Mission de sauvetage
Tulsa, Oklahoma
Samedi 25 octobre 1980, 17h00
Les clients se bousculent autour des écrans de télévision où le match de football est diffusé. Les Chiefs de Kansas City affrontent les Bears de Chicago au Soldier Field. Les commentaires vont bon train et l’assistance s’embrase à chaque action décisive. Une telle affluence est une aubaine pour le commerce. J’ai deux filles qui servent les bières en continu et quatre dans la salle, moi je ne quitte pas le tiroir-caisse. C’est à ce moment que Miles, le patron vient me prévenir. Becky est au téléphone et demande à me parler au plus vite. Il prend ma place et me conseille de prendre la communication dans son bureau. Mon sang ne fait qu’un tour. Si Becky m’appelle au travail, c’est que c’est sérieux. Je me précipite dans la petite pièce et referme la porte derrière moi. Le bruit de fond s’atténue. Le combiné est posé sur la table de travail.
« C’est Jenny. Qu’est-ce qui se passe ? Dis-moi qu’il n’est rien arrivé de grave ! »
Il s’écoule quelques secondes durant lesquelles je ne perçois que des sanglots réprimés puis Becky commence à m’expliquer.
« Jenny, c’est la merde ici ! Je suis vraiment dans le pétrin. Il faut que tu viennes me chercher, tout de suite.

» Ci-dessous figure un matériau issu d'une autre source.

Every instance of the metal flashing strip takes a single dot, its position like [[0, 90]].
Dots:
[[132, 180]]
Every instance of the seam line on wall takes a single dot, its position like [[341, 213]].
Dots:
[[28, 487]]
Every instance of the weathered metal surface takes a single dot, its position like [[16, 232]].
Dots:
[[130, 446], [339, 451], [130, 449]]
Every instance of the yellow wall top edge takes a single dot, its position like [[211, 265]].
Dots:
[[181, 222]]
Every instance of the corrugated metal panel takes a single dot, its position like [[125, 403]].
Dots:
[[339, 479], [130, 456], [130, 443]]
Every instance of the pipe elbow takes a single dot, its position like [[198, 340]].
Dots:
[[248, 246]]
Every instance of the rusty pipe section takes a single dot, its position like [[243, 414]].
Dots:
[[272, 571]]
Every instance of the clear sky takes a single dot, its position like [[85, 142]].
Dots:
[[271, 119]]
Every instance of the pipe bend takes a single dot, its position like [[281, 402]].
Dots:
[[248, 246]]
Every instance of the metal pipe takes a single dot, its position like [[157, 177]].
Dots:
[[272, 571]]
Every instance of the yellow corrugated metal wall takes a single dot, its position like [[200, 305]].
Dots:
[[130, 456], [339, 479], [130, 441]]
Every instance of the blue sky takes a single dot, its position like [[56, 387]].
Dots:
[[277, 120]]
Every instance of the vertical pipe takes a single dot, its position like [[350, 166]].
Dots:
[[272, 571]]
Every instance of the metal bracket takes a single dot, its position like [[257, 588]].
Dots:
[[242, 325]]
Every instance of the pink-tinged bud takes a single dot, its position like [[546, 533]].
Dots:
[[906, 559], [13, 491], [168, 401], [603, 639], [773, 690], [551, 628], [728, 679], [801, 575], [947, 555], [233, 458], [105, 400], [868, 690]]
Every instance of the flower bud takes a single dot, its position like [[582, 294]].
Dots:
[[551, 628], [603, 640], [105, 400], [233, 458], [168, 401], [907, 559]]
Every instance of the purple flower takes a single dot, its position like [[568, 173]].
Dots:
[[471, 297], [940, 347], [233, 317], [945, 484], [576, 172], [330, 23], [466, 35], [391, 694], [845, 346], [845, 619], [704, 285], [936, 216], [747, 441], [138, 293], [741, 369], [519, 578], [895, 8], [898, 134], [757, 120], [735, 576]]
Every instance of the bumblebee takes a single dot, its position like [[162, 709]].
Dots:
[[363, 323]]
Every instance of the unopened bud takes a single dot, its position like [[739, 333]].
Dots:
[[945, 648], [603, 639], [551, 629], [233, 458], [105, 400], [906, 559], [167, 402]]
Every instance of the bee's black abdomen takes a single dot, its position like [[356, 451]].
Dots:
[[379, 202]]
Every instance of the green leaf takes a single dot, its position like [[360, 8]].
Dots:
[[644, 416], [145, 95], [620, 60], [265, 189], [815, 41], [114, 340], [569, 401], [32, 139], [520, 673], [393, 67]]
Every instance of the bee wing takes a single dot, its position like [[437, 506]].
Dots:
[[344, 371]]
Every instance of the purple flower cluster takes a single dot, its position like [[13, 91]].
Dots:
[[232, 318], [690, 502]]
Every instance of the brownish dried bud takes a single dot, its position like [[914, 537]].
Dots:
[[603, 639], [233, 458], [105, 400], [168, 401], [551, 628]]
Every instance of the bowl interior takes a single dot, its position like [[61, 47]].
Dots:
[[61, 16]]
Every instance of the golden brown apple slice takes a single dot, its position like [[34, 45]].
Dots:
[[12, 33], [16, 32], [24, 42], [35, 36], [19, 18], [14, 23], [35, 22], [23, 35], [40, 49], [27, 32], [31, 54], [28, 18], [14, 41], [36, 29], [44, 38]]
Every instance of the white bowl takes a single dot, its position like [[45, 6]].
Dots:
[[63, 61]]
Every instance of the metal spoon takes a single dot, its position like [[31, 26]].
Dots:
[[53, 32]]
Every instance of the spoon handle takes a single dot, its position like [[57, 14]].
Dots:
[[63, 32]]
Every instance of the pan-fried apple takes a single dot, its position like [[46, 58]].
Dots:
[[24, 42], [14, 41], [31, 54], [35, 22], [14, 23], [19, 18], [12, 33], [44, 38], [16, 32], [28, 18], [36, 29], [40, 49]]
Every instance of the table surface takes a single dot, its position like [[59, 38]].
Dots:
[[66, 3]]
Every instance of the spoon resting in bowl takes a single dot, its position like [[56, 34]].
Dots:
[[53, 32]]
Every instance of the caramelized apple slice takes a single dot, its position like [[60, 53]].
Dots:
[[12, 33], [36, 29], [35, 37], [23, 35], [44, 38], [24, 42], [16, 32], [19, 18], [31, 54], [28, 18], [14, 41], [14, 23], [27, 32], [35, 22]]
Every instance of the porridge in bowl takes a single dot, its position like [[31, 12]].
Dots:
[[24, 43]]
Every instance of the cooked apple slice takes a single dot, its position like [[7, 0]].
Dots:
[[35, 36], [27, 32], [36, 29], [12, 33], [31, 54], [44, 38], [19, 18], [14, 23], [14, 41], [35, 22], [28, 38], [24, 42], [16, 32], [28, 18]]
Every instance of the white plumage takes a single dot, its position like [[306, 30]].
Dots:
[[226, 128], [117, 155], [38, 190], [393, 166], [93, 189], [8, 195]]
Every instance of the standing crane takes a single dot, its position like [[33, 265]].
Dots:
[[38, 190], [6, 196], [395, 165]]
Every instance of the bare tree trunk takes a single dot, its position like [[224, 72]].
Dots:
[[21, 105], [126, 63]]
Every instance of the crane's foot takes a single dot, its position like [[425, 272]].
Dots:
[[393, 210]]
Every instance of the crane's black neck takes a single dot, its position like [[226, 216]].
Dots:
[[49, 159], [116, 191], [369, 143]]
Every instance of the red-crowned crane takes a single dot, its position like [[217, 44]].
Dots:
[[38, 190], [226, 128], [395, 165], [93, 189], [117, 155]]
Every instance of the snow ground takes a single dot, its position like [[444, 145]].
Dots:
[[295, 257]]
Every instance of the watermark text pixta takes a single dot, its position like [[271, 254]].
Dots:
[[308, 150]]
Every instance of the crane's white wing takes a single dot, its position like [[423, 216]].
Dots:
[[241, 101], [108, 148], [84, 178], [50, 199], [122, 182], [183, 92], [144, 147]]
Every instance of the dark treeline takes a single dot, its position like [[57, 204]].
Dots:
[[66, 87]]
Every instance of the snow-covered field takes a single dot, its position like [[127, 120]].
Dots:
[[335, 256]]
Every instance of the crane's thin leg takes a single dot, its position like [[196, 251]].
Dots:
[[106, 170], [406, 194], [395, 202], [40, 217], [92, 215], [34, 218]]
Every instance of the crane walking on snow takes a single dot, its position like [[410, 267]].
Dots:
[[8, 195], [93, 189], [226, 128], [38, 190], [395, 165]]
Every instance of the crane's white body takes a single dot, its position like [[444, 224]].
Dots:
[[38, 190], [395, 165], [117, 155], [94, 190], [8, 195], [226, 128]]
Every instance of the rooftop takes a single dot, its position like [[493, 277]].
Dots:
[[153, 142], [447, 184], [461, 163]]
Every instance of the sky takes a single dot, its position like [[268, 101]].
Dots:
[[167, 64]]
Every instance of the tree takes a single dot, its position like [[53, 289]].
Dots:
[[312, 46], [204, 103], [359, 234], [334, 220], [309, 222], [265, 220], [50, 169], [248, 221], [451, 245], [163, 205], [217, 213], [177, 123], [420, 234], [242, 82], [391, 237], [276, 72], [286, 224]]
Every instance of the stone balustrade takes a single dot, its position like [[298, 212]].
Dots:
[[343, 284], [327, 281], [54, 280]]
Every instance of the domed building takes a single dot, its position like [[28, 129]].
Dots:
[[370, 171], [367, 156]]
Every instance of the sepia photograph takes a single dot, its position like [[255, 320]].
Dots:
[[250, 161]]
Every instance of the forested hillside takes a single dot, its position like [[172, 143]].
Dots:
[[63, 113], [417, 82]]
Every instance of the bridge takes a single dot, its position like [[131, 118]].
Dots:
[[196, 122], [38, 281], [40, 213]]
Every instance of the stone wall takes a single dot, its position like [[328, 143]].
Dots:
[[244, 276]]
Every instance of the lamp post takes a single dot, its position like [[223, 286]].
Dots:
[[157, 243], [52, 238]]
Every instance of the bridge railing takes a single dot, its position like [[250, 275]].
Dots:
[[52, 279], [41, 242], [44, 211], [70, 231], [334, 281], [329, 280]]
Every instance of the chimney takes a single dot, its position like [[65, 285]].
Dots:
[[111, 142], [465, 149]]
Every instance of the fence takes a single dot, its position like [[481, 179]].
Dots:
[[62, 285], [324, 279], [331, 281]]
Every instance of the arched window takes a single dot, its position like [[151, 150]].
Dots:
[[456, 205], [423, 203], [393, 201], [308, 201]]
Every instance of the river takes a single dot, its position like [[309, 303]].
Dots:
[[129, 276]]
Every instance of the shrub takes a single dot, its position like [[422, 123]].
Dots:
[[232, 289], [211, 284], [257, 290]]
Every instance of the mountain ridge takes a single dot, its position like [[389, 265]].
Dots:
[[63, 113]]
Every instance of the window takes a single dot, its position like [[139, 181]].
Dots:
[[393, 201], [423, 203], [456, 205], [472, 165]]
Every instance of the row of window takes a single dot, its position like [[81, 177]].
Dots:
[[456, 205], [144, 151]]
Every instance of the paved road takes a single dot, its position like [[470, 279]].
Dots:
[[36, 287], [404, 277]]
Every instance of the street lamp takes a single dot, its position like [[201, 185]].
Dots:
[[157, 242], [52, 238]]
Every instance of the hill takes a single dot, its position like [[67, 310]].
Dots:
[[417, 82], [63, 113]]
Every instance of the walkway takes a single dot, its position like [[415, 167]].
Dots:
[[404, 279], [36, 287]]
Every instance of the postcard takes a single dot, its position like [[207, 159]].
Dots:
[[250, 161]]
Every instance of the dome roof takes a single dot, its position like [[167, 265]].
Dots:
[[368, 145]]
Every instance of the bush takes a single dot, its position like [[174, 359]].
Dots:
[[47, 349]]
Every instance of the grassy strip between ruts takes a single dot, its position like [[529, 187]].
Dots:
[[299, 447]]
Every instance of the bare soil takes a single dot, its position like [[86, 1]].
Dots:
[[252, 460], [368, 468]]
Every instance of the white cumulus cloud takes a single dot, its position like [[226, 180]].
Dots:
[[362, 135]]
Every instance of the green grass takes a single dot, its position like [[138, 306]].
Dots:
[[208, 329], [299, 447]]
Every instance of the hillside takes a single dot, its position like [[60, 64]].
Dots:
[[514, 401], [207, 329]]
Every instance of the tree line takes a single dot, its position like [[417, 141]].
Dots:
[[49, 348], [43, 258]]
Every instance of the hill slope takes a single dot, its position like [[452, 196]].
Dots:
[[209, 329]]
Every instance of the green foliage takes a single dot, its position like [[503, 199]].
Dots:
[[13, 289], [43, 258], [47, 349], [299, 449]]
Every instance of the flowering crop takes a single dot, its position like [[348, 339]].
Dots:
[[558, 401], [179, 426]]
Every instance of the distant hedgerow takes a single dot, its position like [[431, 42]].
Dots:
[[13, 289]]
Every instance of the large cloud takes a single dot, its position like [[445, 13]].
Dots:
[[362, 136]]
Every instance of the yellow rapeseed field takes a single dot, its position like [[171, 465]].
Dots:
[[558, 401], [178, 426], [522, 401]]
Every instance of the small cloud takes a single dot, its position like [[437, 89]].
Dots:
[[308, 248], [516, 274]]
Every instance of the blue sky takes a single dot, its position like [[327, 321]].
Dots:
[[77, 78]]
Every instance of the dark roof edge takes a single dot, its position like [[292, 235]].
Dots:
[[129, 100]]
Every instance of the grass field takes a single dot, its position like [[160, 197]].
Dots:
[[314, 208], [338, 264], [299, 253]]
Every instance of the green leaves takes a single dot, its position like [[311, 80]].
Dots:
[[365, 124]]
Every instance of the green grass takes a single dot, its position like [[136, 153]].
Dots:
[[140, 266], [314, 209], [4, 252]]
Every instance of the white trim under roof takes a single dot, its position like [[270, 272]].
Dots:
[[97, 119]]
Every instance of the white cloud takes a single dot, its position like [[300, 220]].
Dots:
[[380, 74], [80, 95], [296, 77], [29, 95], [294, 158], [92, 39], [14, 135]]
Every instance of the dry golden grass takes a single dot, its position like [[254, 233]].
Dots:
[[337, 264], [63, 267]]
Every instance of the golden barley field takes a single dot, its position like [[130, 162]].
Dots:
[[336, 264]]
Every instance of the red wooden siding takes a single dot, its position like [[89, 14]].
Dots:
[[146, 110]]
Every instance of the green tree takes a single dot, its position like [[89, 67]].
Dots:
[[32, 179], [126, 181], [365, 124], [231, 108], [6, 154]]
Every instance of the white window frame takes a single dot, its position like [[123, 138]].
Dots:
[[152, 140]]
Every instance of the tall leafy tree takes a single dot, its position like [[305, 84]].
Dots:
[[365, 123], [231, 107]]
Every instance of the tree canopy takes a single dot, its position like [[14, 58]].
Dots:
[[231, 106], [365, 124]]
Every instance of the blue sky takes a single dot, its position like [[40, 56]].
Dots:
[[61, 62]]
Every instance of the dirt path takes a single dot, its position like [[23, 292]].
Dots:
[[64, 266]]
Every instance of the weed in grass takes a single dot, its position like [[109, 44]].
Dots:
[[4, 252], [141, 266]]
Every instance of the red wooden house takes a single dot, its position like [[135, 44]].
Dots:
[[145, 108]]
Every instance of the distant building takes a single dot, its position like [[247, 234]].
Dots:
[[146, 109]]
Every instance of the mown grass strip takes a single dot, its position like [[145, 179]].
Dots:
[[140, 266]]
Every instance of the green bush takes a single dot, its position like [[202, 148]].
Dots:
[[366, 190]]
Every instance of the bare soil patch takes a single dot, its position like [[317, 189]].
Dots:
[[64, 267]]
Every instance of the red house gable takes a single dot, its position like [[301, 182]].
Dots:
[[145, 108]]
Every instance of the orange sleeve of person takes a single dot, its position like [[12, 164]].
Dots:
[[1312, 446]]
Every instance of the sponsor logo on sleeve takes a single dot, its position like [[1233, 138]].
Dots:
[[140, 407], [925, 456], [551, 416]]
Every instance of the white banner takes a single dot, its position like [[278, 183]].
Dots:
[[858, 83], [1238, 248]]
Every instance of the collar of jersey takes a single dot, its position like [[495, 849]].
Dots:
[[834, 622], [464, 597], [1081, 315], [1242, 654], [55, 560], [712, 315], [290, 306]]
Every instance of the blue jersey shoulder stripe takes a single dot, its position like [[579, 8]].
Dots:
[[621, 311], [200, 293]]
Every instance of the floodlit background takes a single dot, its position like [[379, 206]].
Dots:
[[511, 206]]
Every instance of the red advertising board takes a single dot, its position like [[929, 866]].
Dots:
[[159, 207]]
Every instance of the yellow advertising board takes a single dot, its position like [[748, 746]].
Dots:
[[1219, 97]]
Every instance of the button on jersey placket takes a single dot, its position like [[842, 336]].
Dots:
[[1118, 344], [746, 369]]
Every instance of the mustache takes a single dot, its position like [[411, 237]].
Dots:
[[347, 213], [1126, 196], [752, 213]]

— Mais pourquoi ? Explique-moi !
— C’est Steve, je crois… qu’il est mort.
— Mort ? Mais comment ?
— Qu’est-ce que ça peut faire ! hurle Becky dans le téléphone, je veux foutre le camp d’ici, tu comprends ? Les flics vont arriver, ils vont trouver le flingue et…
— Ok, ok, je vais venir te chercher, mais tu dois d’abord me dire où tu te trouves.
— Je ne sais pas, dans une maison près du lac…
— Comment veux-tu que je trouve, il doit bien y avoir une adresse.
— Attends, je vais demander. »
J’entends le bruit du combiné qu’on pose, puis des conversations dans le lointain. Des voix affolées, ça crie, ça pleure. Becky revient en ligne.
« C’est à Oologah, c’est l’extrémité du lac. À côté du golf. Juste après le barrage.
— Le nom de la maison, du propriétaire ?
— Le nom c’est Thompson, Steve Thompson, et la maison c’est Summer Mansion.
— Attends, reste en ligne, je vais me renseigner. »
Je pose le téléphone et cours trouver Miles au bar. Une minute plus tard, je suis de retour.
« Tu es toujours là ?
— Oui, bien sûr, crie Becky agacée. Alors ?
— J’en ai pour une demi-heure de route au moins. Le temps que je récupère le pick-up, un petit peu plus. Tu peux sortir de la maison ?
— Oui, oui !
— Alors tu vas m’attendre au bout du barrage, dans trois quarts d’heure. Je fais aussi vite que je peux.
— D’accord !
— Becky ! récupère le revolver. En cas de problème, balance-le dans le lac, le plus loin possible. »
Je mets fin à la communication et j’attrape mon sac dans notre vestiaire. Quelques explications pour Miles qui me laisse partir, compréhensif. Cinq minutes plus tard, je me dirige vers le nord. Je file sur l’autoroute jusqu’à Collinsville avant de quitter la route principale pour me diriger vers le lac. Lorsque j’arrive au niveau du golf, je ralentis. Il y a un parking juste à l’extrémité du barrage. Je m’y arrête. Il y a encore pas mal de monde, des joueurs de golf principalement, si j’en juge par leurs tenues et les gros sacs qu’ils portent. Je n'ai pas remarqué de voiture de police. Je descends et regarde dans toutes les directions. Je repère Becky, elle est avec une autre fille. Un petit coup de klaxon attire leur attention. Elles me remarquent et se dirigent vers moi.
« C’est pas trop tôt ! me lance Becky en guise de bienvenue.
— Merci pour l’accueil, j’ai fait ce que j’ai pu. C’est qui celle-là ?
— C’est Marcie, une copine, on peut la ramener à Tulsa ?
— Tu vois écrit Taxi sur le toit ? »
Oui, je sais, c’est pas vraiment charitable, mais à ce moment là, c’est l’instinct qui commande, et le mien me dit qu’on est dans une grosse mouise, alors pas la peine d’en rajouter.
« Tu montes et tu me balances tout. Je veux tout savoir ! »
Becky balance son sac sur le siège et s’installe à côté de moi, avec sa tête des mauvais jours. Je commence à bien la connaître. Elle fait un geste d’excuse de ses mains, à l’attention de Marcie, et je démarre.